Another year has passed and Congress is once again trying to decide whether to extend the wind energy Production Tax Credit beyond January 1, 2014.
President Obama often has called for the wind Production Tax Credit to be made permanent and refundable. Some predictable opposition in Congress will denigrate the advancement of renewable energy in an era of abundant methane gas from fracking, and challenge the need for subsidies in the age of the sequester.
Layoffs are in the thousands whenever the wind energy industry spends a year in a slowdown as it has and usually does at the end of each PTC or Investment Tax Credit (ITC) expire-extend cycle. The previous PTC cycle was less than a year ago.
In 2012, over 13,000 megawatts of new wind power capacity were added to the U.S. grid. Wind energy for the first time became the top source of new U.S. electricity generation capacity, accounting for $25 billion in U.S. investment.
In the first three quarters of 2013, however, the U.S. wind industry has installed only 69.9 megawatts of new capacity.
Solar power experiences the same boom-and-bust cycle from short-term incentives.
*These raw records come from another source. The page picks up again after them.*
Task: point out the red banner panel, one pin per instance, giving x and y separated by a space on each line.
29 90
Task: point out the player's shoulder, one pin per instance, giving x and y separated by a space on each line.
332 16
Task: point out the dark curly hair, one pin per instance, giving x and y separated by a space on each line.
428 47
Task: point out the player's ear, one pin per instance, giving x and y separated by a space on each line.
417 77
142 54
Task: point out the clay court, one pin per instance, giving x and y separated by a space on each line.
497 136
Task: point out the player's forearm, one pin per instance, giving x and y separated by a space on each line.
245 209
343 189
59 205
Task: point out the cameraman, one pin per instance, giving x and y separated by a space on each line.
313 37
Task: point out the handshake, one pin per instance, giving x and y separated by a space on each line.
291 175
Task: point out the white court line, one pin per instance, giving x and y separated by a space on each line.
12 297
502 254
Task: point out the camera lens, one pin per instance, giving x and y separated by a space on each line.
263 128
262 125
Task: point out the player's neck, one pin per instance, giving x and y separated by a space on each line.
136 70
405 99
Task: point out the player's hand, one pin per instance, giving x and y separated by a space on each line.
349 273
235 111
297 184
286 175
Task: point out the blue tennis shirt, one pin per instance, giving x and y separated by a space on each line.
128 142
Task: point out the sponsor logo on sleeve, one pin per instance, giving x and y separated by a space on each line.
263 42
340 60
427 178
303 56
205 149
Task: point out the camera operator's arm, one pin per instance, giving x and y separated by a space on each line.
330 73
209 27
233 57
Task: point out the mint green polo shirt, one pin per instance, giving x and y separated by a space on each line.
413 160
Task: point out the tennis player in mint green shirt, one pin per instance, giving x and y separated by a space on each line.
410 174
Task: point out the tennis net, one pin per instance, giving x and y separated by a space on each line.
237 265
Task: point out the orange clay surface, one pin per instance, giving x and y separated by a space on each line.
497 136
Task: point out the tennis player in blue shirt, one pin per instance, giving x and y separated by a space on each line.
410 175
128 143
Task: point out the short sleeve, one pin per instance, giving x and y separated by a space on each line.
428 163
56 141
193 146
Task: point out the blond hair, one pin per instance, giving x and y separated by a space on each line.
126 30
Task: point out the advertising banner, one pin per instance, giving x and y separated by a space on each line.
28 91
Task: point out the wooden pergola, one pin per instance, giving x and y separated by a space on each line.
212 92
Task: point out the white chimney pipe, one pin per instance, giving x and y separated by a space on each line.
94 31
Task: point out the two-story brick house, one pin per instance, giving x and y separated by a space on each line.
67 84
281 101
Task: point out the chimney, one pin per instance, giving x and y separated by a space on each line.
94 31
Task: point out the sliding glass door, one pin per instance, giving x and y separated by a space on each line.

If tax credits expire before facilities qualify then the financial returns become less attractive. At some point in the cycle investors prefer to wait and see whether the credits will be renewed this time around.
When it comes to attracting investors there’s a big difference in tax law between renewables and non-renewables, which we’ll get to in a moment. For now I’ll note that fossil fuel subsidies are permanent until Congress decides to end them; renewable energy subsidies like the PTC expire unless Congress decides to renew them.
Then just don’t renew the PTC, writes Davis Swan, a career veteran of the oil and gas industry, in EnergyBiz. Swan is unimpressed with the results from investing “something close to $100 billion in wind generation” because utilities continue to operate fossil-fueled power plants to meet growing demand. “No thermal generation plants have been decommissioned solely because of the existence of these wind farms.”
Tell that to the people who have jobs in the wind industry. Decommissioning coal plants isn’t their main concern. Mark Jaffe reports in the Denver Post that Vestas is hiring by the hundreds at its Colorado factories, filling jobs the company slashed last year when lawmakers delayed the PTC extension.
Colorado isn’t the only state to benefit from the recent expansion of wind power, blogs AWEA’s Kevin O’Rourke. Wind energy is so pervasive in the U.S. that “76 percent of all elected representatives currently have operating wind projects, wind-related manufacturing facilities, or both in their districts.” Wind turbines are big, complex machines, so “nearly 70 percent of each turbine is now American-made” at 555 manufacturing facilities across 44 states. Over 25,000 Americans have “well-paid jobs at a time when much manufacturing continues to move overseas.”
So should we preserve the PTC and the jobs it supports, or kill the PTC and the multibillion-dollar subsidy it provides to wind energy developers?
Do neither, writes MIT’s Kevin Bullis in Technology Review. Instead, “Congress should take this opportunity to change the credit system so that it does more to spur innovation.” Stopping short of making the PTC permanent, Bullis suggests stabilizing it for a fixed time and then decreasing the size of the credit on a predictable schedule so that “it becomes clear that new technologies will be needed to keep wind farms profitable.” Congress could go a step farther and “specifically require innovation as a condition of getting the tax credit” to force developers out of conservative buying patterns.
Instead of trying to fix the PTC, let’s extend a tax preference that already applies to oil, natural gas and coal industries, writes Ken Silverstein in Forbes. A master limited partnership (MLP) is a business structure that is taxed only at the shareholder level because it is treated as a partnership for tax purposes, but whose equity is traded like shares on a stock market, “making them a valuable part of building long-term energy infrastructure projects.” In contrast, publicly traded C corporations pay taxes on their profits, then shareholders are taxed again when they receive dividends or make a capital gain.
MLPs reduce the cost of capital and increase financial returns. But the federal tax code for MLPs requires their energy sources to be depletable resources, notes Delaware Senator Christopher Coons, who introduced The Master Limited Partnerships Parity Act last summer, “meaning we are working against our own goal of an ‘all of the above’ energy strategy that includes additional homegrown renewable energy sources.”
“Let’s level the playing field,” says cleantech analyst Ron Pernick. Why shouldn’t renewables be able to use MLPs to attract capital and lower costs? “It’s a simple tax code change. It could be done by Congress or the IRS. It would go a long way.”